You can also load these join tables programatically by calling
hmda_tools.data.load_code_sheet()
.
CBSA¶
Individual mortgages in the HMDA data set may be associated with a Metropolitan
Statistical Area (MSA), using a code in the msa_md
column. You can load a
join table for this column using the hmda_load_cbsa
script.
The msa_md
column will only join against the cbsa_code
column in the
cbsa
table. The parent_code
column is there only for your use in
determining the child areas of a larger combined statistical area.
This data is taken from the December 2009 Core-Based Statistical Area data from the US Census. HMDA data from before 2010 may not use this data.
You can also load these join tables programatically by calling
hmda_tools.data.cbsa.load_cbsa()
.
State and County Data¶
Individual mortgages in the HMDA data set have a county code and a state code. You can load a join table for these columns, using data from the 2010 county gazetteer from the US Census, by running the script hmda_load_geo. A crosswalk file will also be downloaded and used to populate the CBSA each county is in.
You can also load these join tables programatically by calling
hmda_tools.data.geo.load_all()
.
Actual HMDA Data¶
There is no current functionality to automatically load HMDA data.
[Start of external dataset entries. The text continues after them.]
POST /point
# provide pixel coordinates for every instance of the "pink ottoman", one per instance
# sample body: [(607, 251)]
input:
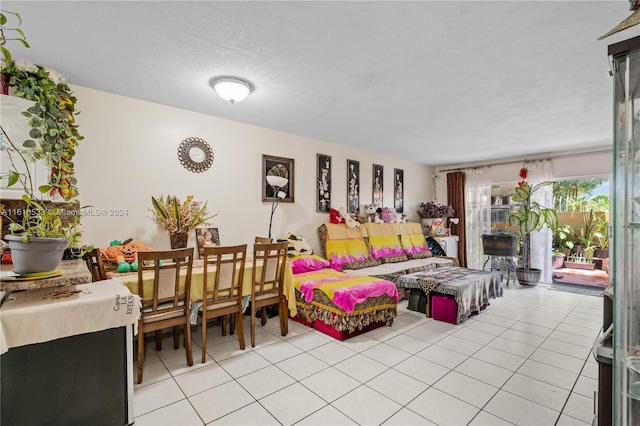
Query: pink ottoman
[(444, 308)]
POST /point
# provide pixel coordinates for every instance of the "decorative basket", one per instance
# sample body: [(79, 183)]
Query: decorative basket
[(500, 245)]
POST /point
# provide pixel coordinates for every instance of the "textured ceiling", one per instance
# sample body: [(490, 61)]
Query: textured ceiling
[(432, 82)]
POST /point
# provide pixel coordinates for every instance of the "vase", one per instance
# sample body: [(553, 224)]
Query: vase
[(4, 83), (178, 240)]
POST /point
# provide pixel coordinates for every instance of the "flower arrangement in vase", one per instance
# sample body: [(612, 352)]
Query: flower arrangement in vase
[(179, 218)]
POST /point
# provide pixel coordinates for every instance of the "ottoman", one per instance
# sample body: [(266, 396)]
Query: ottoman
[(444, 308)]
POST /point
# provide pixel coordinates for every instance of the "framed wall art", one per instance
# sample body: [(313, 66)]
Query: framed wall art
[(277, 166), (323, 183), (398, 190), (378, 185), (353, 186), (206, 237)]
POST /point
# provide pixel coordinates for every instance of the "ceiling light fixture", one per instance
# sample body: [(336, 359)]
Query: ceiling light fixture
[(232, 89)]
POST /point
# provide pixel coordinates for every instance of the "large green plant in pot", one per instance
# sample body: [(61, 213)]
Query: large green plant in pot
[(529, 217), (44, 229)]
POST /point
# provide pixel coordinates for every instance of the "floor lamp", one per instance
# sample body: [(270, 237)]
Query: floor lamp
[(276, 182)]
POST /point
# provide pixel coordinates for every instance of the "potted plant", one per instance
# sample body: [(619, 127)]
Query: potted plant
[(528, 217), (179, 218), (9, 34), (52, 139)]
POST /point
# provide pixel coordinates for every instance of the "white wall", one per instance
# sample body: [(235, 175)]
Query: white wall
[(130, 153)]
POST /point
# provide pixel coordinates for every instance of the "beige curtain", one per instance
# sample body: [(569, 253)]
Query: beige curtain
[(455, 198)]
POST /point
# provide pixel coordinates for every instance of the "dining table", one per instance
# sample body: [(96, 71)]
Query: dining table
[(130, 279)]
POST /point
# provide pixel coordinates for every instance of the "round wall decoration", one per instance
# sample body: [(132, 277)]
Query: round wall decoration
[(195, 155)]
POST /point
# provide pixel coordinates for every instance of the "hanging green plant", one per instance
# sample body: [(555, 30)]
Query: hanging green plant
[(54, 135)]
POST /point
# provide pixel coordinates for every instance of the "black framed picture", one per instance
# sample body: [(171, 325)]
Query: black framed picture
[(378, 185), (398, 190), (206, 237), (277, 166), (353, 186), (323, 183)]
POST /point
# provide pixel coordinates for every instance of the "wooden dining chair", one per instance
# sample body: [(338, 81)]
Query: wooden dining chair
[(95, 265), (269, 261), (222, 288), (166, 302)]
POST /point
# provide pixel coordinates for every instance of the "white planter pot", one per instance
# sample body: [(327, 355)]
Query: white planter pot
[(38, 255)]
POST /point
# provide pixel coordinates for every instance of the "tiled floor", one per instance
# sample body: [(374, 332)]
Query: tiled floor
[(524, 361)]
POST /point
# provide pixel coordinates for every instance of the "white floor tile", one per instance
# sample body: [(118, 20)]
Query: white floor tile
[(301, 366), (443, 409), (367, 379), (556, 359), (485, 372), (252, 414), (533, 329), (520, 411), (512, 346), (499, 358), (361, 368), (466, 388), (278, 351), (586, 386), (156, 395), (246, 363), (426, 371), (456, 344), (397, 386), (565, 348), (535, 390), (220, 401), (292, 404), (151, 373), (579, 407), (406, 417), (265, 381), (309, 341), (387, 354), (326, 416), (366, 406), (201, 379), (407, 343), (565, 420), (548, 374), (332, 352), (473, 335), (180, 413), (522, 337), (485, 419), (442, 356), (330, 384)]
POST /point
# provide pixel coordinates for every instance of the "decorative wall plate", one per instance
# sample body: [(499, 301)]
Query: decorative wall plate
[(195, 155)]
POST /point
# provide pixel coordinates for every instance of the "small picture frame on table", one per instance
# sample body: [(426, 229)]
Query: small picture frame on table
[(206, 237)]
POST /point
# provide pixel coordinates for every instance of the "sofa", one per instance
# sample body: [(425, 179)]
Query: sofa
[(382, 250)]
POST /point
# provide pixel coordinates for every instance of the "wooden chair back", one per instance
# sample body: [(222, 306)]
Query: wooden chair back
[(166, 302)]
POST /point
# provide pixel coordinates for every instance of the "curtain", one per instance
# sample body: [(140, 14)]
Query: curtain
[(455, 198), (477, 198), (541, 171)]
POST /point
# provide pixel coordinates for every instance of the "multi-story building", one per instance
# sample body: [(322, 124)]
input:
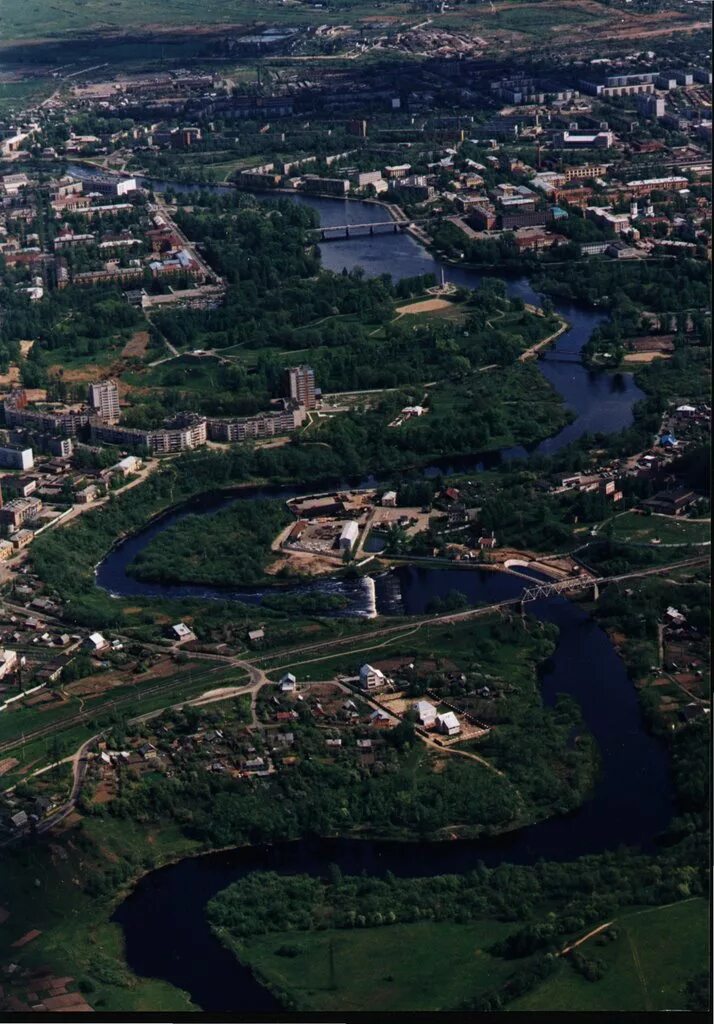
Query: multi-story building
[(585, 171), (184, 432), (67, 422), (15, 458), (333, 186), (602, 215), (651, 105), (586, 140), (300, 384), (17, 486), (103, 398), (258, 179), (18, 511), (364, 178), (254, 427), (644, 185)]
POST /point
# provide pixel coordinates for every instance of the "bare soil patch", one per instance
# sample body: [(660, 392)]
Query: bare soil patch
[(645, 356), (425, 306), (136, 346)]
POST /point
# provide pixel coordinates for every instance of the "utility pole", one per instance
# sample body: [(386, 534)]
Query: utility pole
[(331, 953)]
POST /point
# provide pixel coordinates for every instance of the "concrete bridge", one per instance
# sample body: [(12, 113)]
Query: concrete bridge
[(335, 232)]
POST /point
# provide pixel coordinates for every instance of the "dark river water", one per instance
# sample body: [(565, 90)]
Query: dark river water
[(165, 930), (631, 805)]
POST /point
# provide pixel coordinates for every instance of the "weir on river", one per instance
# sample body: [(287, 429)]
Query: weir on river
[(632, 800)]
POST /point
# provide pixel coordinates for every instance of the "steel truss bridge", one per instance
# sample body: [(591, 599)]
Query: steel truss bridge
[(542, 590)]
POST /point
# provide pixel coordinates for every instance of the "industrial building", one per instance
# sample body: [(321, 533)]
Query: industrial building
[(348, 535), (16, 458)]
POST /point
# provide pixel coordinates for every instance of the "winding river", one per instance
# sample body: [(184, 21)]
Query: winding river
[(632, 801)]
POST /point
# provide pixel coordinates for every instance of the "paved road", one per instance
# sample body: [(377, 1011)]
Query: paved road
[(258, 678)]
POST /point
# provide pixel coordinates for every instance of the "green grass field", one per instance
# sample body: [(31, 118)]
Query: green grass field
[(657, 952), (77, 938), (401, 968), (645, 528)]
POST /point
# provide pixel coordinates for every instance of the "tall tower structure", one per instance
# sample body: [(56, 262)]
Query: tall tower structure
[(301, 388)]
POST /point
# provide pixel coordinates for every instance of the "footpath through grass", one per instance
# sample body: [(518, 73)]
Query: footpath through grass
[(401, 968), (657, 952), (639, 528)]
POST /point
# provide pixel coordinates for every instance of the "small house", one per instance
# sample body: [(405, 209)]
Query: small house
[(95, 642), (449, 724), (288, 683), (181, 633), (674, 616), (426, 714), (370, 678), (380, 719)]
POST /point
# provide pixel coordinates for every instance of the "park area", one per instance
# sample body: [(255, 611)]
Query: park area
[(638, 527)]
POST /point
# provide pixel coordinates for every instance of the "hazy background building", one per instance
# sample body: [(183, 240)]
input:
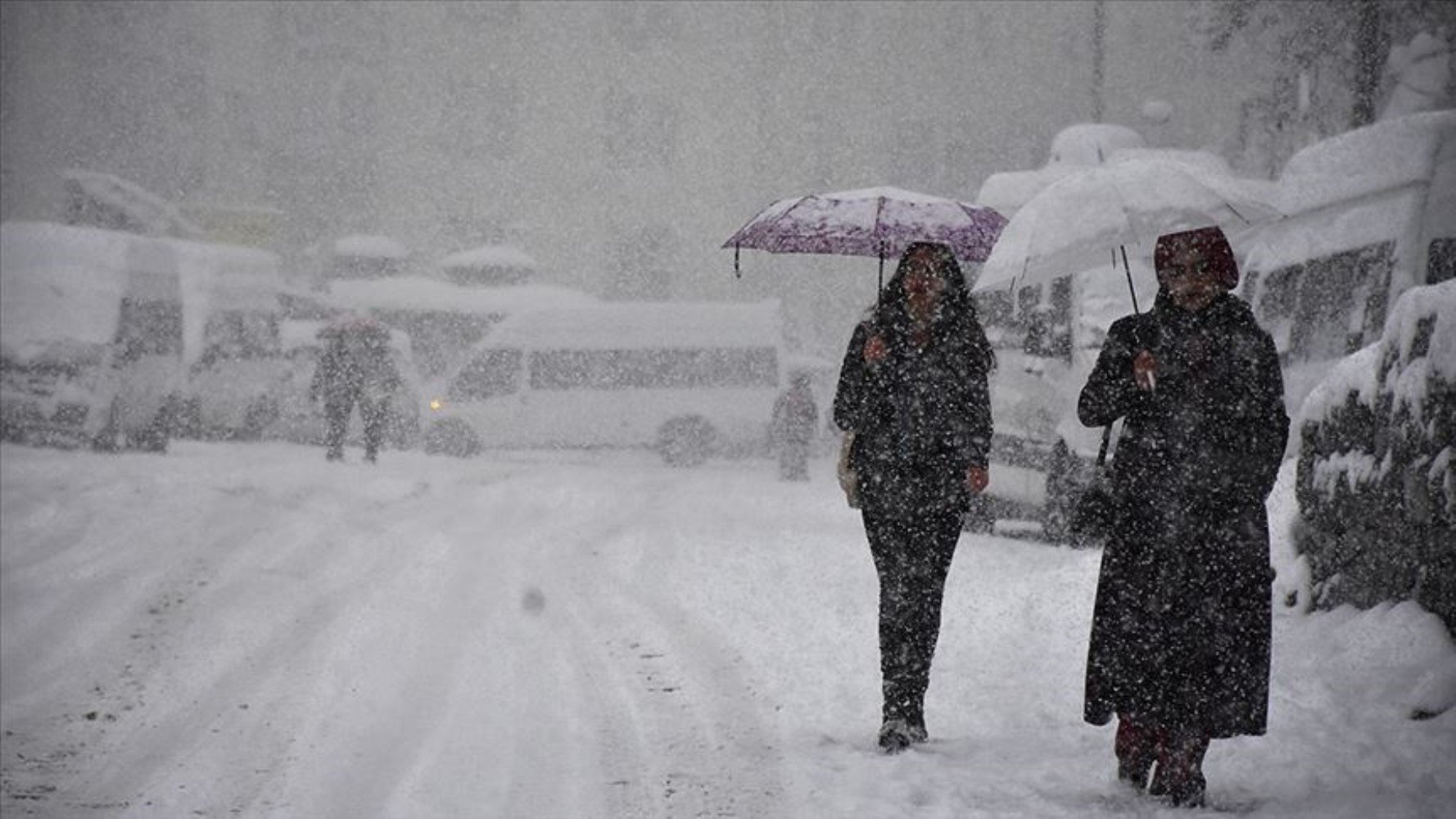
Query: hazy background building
[(617, 143)]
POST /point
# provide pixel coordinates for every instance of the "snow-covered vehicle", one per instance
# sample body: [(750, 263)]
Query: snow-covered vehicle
[(91, 336), (445, 319), (690, 379), (1369, 215), (236, 368), (1377, 482), (301, 419)]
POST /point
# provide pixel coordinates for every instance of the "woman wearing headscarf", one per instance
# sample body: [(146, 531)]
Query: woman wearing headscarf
[(913, 391), (1180, 647)]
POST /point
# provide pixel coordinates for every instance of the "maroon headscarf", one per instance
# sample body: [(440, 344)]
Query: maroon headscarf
[(1212, 245)]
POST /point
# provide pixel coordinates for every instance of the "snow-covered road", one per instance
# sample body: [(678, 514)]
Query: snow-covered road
[(245, 630)]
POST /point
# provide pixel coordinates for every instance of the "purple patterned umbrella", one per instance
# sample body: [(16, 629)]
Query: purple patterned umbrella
[(871, 222)]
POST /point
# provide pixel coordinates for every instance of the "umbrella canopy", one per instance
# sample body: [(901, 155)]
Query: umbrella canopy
[(871, 222), (1076, 222)]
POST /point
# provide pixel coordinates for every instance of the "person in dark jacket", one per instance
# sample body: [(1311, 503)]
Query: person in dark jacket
[(1180, 646), (795, 417), (913, 391), (354, 369)]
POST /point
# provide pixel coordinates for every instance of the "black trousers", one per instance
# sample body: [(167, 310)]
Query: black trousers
[(913, 559), (337, 414)]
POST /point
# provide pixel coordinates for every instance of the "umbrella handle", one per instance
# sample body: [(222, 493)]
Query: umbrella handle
[(881, 273), (1126, 270)]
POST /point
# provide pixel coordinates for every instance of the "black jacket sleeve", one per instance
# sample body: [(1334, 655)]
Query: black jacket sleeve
[(1111, 392), (1268, 432), (852, 392)]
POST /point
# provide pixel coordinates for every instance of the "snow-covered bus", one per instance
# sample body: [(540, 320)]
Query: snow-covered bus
[(91, 336), (1369, 215), (690, 379)]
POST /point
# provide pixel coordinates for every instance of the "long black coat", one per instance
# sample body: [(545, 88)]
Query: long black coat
[(1181, 626), (920, 419)]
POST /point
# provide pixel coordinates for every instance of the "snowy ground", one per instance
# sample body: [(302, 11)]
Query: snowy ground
[(249, 631)]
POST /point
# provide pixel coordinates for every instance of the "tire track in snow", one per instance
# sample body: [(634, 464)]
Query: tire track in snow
[(673, 691)]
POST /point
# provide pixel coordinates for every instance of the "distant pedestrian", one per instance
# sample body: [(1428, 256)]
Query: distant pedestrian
[(913, 391), (795, 417), (1180, 647), (355, 369)]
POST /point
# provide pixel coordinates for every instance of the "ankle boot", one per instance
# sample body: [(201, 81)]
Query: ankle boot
[(1180, 768), (1137, 746)]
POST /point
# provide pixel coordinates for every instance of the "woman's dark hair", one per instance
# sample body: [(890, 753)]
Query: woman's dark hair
[(958, 321)]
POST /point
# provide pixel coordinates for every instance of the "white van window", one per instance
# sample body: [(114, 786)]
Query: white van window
[(241, 334), (490, 375), (1327, 308), (1338, 299), (149, 328), (654, 369), (1440, 264)]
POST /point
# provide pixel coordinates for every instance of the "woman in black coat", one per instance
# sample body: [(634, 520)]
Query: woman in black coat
[(1180, 645), (913, 389)]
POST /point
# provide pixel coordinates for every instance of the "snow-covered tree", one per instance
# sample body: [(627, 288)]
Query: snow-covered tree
[(1330, 60)]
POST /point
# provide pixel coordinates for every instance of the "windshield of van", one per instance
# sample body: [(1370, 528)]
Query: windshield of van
[(151, 327), (655, 369), (241, 334), (490, 375), (1327, 308)]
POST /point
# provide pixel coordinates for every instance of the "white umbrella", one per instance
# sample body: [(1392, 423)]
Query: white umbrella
[(1081, 220)]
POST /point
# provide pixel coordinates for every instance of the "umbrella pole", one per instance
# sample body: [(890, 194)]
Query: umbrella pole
[(881, 273), (1128, 273)]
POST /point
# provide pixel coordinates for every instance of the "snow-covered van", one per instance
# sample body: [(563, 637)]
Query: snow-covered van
[(299, 419), (232, 347), (1369, 215), (91, 336), (688, 378), (445, 318)]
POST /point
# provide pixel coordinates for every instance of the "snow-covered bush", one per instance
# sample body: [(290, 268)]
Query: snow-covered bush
[(1375, 482)]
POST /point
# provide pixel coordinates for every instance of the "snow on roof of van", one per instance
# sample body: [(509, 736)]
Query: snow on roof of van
[(421, 293), (625, 325), (1091, 143), (370, 247), (1011, 190), (1377, 158), (491, 256), (144, 209), (61, 286)]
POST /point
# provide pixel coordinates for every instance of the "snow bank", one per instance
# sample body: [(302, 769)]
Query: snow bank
[(60, 287), (491, 256), (370, 247), (421, 293), (629, 325), (1377, 158)]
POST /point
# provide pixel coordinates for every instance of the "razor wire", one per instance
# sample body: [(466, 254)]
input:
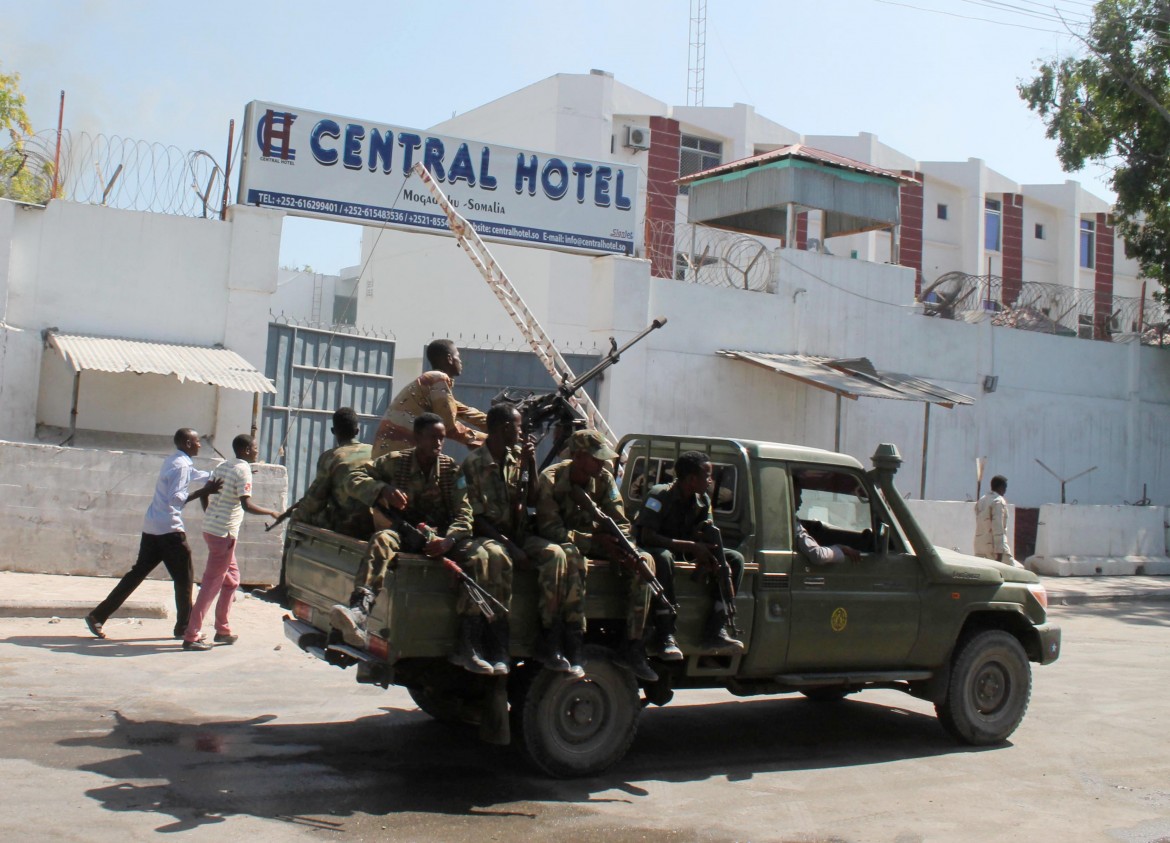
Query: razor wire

Given its size, it is easiest to load using your database’s bulk import facilities.
To load the 2011 HMDA data into MySQL, run the following:
wget http://www.ffiec.gov/hmdarawdata/LAR/National/2011HMDALAR%20-%20National.zip -O hmda11.zip
unzip -p hmda11.zip | sed 's/[nN][aA]//gI' | sed 's/ //g' > hmd11c.csv
mysql -e 'load data local infile 'hmda11c.csv' into table hmda fields terminated by ',' lines terminated by "\n";'